Types of Evaluations


Developmental evaluations for children between the ages of 3 to 6 may be appropriate when a child demonstrates behaviors such as: meltdowns/ outbursts, delayed learning, limited eye contact, delayed social skills, repetitive motor movements, delayed speech, severe inattention, or restricted interest in certain topics or objects. Through a series of interviews, observations, and testing, information will be collected about the child's developmental history, behavior, language, and cognitive skills. Direct testing with the child and family for developmental evaluations typically takes between 2-4 hours. Diagnoses that may be considered as part of this evaluation includes: autism spectrum disorder (ASD), intellectual disabilities, or language delays. 

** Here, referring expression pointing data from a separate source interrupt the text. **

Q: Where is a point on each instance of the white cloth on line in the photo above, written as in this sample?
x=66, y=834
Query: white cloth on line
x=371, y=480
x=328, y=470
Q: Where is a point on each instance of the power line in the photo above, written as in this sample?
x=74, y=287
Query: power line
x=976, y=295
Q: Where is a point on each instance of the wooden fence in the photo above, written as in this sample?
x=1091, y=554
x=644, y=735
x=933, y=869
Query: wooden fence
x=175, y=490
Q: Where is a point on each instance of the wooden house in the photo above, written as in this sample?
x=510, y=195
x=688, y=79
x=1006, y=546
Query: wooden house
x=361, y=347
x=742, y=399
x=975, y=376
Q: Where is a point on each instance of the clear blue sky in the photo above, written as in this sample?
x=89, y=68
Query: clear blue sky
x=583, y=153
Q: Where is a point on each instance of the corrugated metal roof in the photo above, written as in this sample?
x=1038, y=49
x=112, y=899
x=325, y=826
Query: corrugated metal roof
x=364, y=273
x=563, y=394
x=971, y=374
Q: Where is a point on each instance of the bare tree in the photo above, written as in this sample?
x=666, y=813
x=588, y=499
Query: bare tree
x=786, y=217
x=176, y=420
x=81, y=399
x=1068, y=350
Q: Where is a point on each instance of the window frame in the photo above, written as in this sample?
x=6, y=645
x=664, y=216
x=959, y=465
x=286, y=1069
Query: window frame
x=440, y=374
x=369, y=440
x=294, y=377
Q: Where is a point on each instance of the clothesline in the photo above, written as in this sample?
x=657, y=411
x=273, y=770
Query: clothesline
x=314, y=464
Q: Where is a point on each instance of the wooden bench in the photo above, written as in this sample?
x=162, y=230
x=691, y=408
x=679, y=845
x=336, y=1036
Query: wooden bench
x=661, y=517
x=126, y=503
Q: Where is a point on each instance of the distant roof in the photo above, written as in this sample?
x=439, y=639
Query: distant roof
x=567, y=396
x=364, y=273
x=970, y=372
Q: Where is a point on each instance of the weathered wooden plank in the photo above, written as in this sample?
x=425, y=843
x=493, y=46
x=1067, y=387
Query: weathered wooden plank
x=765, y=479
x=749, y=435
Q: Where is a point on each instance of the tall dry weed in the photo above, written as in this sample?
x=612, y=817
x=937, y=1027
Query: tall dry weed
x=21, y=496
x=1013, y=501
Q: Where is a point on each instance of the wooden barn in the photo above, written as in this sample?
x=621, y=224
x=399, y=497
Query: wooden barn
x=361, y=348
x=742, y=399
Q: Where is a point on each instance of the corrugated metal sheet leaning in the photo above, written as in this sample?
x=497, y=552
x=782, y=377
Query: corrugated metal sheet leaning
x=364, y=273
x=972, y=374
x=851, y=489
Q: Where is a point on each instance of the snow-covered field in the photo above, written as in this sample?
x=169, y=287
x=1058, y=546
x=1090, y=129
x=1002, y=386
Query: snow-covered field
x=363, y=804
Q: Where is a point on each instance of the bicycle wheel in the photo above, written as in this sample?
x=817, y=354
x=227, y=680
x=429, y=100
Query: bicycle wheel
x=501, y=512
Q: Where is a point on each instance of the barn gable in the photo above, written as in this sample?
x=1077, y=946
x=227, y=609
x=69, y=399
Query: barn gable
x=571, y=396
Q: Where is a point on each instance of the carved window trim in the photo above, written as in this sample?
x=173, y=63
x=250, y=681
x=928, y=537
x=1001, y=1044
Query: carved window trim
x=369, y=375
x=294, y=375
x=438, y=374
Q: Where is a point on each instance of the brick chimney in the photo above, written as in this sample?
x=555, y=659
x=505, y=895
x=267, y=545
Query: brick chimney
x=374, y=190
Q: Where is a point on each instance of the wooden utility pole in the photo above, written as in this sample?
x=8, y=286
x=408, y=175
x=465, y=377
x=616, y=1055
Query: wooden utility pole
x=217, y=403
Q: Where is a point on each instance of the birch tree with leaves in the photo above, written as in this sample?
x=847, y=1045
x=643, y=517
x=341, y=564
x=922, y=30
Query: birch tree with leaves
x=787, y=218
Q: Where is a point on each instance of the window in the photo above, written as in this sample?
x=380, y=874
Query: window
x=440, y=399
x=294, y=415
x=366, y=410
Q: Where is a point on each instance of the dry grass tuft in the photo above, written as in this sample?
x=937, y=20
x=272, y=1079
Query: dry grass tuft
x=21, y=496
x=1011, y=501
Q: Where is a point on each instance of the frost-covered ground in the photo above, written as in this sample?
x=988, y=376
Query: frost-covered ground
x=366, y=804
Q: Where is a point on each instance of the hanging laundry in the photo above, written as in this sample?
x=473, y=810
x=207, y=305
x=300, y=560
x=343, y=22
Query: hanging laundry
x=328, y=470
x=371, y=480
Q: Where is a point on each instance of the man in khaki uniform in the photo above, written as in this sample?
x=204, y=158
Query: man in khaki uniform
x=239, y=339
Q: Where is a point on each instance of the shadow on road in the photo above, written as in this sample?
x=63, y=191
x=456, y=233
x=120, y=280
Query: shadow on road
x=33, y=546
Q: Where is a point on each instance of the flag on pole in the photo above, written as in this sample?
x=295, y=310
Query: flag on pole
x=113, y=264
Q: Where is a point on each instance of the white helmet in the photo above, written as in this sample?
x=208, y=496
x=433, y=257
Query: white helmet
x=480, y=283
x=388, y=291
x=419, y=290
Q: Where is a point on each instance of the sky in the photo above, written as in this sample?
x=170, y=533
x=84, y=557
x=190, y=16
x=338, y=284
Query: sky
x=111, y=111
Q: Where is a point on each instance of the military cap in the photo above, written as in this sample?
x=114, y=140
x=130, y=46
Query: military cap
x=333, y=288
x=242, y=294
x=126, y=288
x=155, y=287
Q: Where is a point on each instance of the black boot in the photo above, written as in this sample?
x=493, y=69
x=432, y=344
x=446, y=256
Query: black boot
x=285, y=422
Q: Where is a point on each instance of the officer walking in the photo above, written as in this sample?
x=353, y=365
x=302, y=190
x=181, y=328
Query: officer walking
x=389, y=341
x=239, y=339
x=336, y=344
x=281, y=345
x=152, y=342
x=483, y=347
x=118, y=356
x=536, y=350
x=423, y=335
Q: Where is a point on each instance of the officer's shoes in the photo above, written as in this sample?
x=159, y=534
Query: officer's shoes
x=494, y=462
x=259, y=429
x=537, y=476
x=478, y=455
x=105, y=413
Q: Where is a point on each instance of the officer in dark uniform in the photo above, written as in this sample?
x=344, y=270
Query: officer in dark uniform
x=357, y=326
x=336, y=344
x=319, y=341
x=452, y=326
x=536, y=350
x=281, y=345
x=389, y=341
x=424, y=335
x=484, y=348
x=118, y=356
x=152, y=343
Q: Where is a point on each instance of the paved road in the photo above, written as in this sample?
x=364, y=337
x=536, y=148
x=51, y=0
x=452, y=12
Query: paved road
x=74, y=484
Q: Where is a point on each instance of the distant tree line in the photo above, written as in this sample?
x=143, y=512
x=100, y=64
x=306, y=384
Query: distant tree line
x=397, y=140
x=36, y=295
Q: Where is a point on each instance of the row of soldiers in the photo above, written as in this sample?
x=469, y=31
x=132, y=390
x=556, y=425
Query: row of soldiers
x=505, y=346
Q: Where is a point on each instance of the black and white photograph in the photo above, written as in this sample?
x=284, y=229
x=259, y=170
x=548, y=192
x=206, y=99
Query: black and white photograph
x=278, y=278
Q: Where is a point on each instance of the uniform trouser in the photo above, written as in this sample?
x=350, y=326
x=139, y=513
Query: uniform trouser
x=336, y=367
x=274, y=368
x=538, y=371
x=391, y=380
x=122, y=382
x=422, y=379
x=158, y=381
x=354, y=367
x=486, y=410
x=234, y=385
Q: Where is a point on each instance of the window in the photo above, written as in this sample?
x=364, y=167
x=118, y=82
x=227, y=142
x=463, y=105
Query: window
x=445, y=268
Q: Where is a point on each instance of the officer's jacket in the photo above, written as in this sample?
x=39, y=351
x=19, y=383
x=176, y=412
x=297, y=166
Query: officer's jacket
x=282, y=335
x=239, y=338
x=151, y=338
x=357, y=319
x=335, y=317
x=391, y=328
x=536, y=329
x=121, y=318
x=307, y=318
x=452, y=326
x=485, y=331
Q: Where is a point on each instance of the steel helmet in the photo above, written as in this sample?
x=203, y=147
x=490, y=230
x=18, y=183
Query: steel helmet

Psychoeducational Evaluations​

A psychoeducational evaluation is often used to determine a student's pattern of cognitive and behavioral strengths and weaknesses, and how that pattern is impacting them educationally. These types of evaluations are often utilized when a student is referred to determine if they meet criteria for a specific learning disability in reading (dyslexia), writing (dysgraphia), or math (dyscalculia). Psychoeducational evaluations are similar to neuropsychological evaluations in the scope of information gathered (i.e., information about a student's memory, attention, language, and visual skills will all be collected). However, the focus of the evaluation is primarily an educational, rather than medical, one. These types of evaluations take 7-9 hours of the family's time. 



A psychological evaluation is often used to assess the route of emotional or behavioral concerns. A psychological evaluation may be useful when a child is demonstrating anxiety, depression, withdrawal, emotional instability, anger, or behavioral outbursts. Psychological evaluations typically take 3-5 hours of the family's time. Diagnoses that may be considered as a result of this type of evaluation include: depression, anxiety, Autism Spectrum Disorder (ASD), Oppositional Defiant Disorder (ODD), Conduct Disorder, Obsessive Compulsive Disorder (OCD), Disruptive Mood Dysregulation Disorder (DMDD), and emerging personality disorders. 

Neuropsychological Evaluations​

A neuropsychological assessment is a non-invasive, comprehensive evaluation that assesses how the brain works. A series of "tests" are given to assess an individual's attention, memory, processing speed, language, visual-spatial,  problem solving, and learning skills. Neuropsychological evaluations are often administered for known or suspected brain injuries, seizure disorders, brain tumors, or other behavioral or medical conditions that impact brain functioning. They may also be useful in detecting non-traditional learning or attentional disorders. These types of evaluations take 7-12 hours of the family's time. They are more medically focused than psychoeducational evaluations. 



Attention concerns are one of the primary reasons parents seek evaluations for children. This type of evaluation is helpful when determining if a child meets diagnostic criteria for Attention Deficit/ Hyperactivity Disorder (AD/HD; including what was previously referred to as "ADD"). This type of evaluation incorporates parent information, teacher information (with parent consent), observations, cognitive testing, and select neuropsychological testing to determine if the child demonstrates patterns of cognitive strengths and weaknesses that are consistent with an individual with an attention disorder. AD/HD evaluations typically take 3-5 hours of the family's time.